Am J Case Rep 2019; 20:258-262

DOI: 10.12659/AJCR.913872


BACKGROUND: Development of syndrome of inappropriate antidiuretic hormone secretion or cerebral salt wasting has been commonly noted in post-traumatic brain injury, and this condition may lead to hyponatremia resulting in cerebral edema and possible cerebral herniation. However, the predominant topographic pattern of edema from hyponatremia has not been well documented. Unlike numerous reports on hyponatremia and vasospasm following aneurysmal subarachnoid hemorrhage, the data for traumatic brain injury patient are still limited. We report on a rare patient with malignant middle cerebral artery infarction as a result of hyponatremia following traumatic brain injury.
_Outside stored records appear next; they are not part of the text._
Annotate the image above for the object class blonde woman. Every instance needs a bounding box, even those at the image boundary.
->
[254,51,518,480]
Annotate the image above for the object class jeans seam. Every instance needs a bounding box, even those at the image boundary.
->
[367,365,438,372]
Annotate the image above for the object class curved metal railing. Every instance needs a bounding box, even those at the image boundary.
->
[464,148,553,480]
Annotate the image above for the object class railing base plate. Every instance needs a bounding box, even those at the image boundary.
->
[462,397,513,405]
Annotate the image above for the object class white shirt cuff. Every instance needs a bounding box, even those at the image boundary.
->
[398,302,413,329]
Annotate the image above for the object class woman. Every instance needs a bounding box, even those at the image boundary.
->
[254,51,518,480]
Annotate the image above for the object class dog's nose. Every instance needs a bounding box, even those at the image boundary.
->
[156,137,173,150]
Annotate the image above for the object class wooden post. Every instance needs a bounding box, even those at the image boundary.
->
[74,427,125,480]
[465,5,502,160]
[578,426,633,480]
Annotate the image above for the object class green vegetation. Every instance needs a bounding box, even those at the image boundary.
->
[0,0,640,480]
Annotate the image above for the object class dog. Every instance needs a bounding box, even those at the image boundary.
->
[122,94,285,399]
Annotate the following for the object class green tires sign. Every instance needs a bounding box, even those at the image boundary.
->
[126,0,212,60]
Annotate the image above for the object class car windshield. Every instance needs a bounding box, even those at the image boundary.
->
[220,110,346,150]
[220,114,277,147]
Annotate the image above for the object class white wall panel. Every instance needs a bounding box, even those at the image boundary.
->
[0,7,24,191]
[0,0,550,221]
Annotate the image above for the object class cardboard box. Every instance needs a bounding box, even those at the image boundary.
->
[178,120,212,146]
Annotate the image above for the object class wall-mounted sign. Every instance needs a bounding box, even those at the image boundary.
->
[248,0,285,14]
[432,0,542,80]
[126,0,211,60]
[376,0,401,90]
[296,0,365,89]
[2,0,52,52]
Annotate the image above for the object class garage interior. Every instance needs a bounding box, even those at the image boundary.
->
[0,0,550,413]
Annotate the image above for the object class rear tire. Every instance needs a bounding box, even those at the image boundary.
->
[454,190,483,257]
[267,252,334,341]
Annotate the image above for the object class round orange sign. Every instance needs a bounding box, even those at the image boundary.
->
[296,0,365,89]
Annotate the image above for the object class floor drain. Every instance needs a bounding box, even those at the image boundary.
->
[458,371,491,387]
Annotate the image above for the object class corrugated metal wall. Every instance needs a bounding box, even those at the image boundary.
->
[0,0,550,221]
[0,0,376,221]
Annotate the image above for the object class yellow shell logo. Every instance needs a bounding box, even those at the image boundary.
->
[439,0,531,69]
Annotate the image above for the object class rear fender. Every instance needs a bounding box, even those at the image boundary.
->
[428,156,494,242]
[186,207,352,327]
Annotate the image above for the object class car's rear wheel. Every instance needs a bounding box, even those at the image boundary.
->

CASE REPORT: A 60-year-old Native American male with significant past medical history of alcoholism, hypertension, and hemorrhagic stroke presented to the emergency department by emergency medical service after he was struck by a vehicle in a hit-and-run incident. The patient sustained multiple abrasions, and he had elevated alcohol levels. His initial Glasgow Coma Score (GCS) was 14 with a confused conversation (V4). Computer tomography (CT) of the head showed 5 mm thickness acute subdural and subarachnoid hemorrhage of right frontal, temporal, and parietal areas, with 3 mm midline shift at the level of foramen of Monro. Traumatic brain injury conservative treatment was initiated as well as alcoholic withdrawal protocols in the intensive care unit. Patient initially improved neurologically despite low sodium levels. He recouped to fully conscious, with a GCS score of 15, at 24 hours after admission. On day 9, he was found unresponsive with a head CT showed malignant right middle cerebral artery infarction, resulted in 15 mm subfalcine herniation. The patient passed away 48 hours later, as patient’s family declined further intervention.
CONCLUSIONS: The management and prevention of post-traumatic vasospasm may be complicated even in asymptomatic and neurologically intact patients. Close neurological monitoring and prevention protocols are important in activating appropriate management.